What we did
Keeping young people involved during a crisis
The pandemic shut down traditional rites of passage for youth across the United States. In Chicago, the crisis inspired the city to create a new youth program—the Chicago Youth Service Corps (CYSC)—both to encourage civic engagement and to provide a sense of normalcy to participants, with a virtual graduation ceremony at the end of the season.
In partnership with One Summer Chicago, Slalom provided project management and program development support for the CYSC, a civic-service-oriented jobs program. Twenty different partners came together—including the library and the parks department—to create over 2,000 opportunities that focused on community service. Some jobs naturally aligned with helping the city respond to the pandemic. All opportunities aimed to provide Chicago’s young people with access to the skills and tools they need to contribute to their city.
Many programs, five guiding principles
Slalom helped participating organizations create new work programs and evolve existing ones so that every option in the CYSC covered the same guiding principles. The pillars include “Shape Chicago” through civic leadership; “Build Your Community and City” by making a bigger impact through collaboration; “Learn to Lead, Lead to Learn” and improve CYSC programming through feedback and leadership; “Elevate Your Voice” to explore identities, passions, and goals; and finally, “Celebrate Yourself and Others” by honoring everyone’s diverse backgrounds and experiences.
Since the pandemic necessitated that a portion of the jobs remain virtual, Slalom helped design the online aspect of the program too.
Making friends, building teams
One participant, 19-year-old Ethan Norwood—a future clinical social worker and a University of Illinois student—worked as a representative for Companies That Care, one of the partner organizations in the CYSC. During the six-week program, Norwood facilitated readings and led discussions. When they focused on the “Elevate Your Voice” theme, they talked about activism and voting.
This was Norwood’s second year working as a liaison for Companies That Care, but his first experience working virtually. “I didn’t think I’d make friends over Zoom,” he says. But he did, and plans on meeting up with colleagues in person when circumstances allow. One of his biggest takeaways this year was learning that “you can’t do anything without a team. If you try to do everything on your own, you get overwhelmed real quick,” he says.

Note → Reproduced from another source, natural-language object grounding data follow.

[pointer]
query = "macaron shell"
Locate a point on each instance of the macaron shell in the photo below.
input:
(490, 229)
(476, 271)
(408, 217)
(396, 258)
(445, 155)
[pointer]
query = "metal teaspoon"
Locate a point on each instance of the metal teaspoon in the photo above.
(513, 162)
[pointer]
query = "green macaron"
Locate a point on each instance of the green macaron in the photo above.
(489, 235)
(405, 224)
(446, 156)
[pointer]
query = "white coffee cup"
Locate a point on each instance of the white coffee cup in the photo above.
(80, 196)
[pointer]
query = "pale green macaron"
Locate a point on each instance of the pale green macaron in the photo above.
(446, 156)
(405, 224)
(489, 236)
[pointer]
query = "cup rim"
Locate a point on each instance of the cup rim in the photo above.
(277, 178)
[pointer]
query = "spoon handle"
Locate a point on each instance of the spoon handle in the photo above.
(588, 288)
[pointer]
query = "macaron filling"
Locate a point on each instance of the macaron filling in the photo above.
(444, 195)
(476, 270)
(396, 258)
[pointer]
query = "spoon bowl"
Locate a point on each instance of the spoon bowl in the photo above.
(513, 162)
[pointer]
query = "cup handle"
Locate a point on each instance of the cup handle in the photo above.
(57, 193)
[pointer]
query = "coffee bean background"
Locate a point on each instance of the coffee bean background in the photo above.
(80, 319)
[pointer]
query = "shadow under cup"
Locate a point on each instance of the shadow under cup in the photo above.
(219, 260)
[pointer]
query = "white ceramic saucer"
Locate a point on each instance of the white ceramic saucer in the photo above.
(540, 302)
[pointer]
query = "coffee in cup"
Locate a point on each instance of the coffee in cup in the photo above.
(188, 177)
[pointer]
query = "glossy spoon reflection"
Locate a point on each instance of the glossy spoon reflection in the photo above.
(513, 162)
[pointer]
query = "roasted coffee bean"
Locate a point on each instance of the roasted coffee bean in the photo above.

In other programs, young people checked in with seniors over the phone, made masks, and participated in a National Geographic-funded “social distance ambassador” program for the parks department. There were capstone projects and a virtual graduation ceremony.
Giving back to youth
“We wanted it to be a special thing for youth,” says Chris Kelly, Slalom lead consultant on the project. “There was recognition throughout the whole time that the kids have already faced a lot. They’re missing major milestones they’ve worked for. It’s not just about learning the skills, but knowing that you can apply them, and teach friends and family, and build a better future.”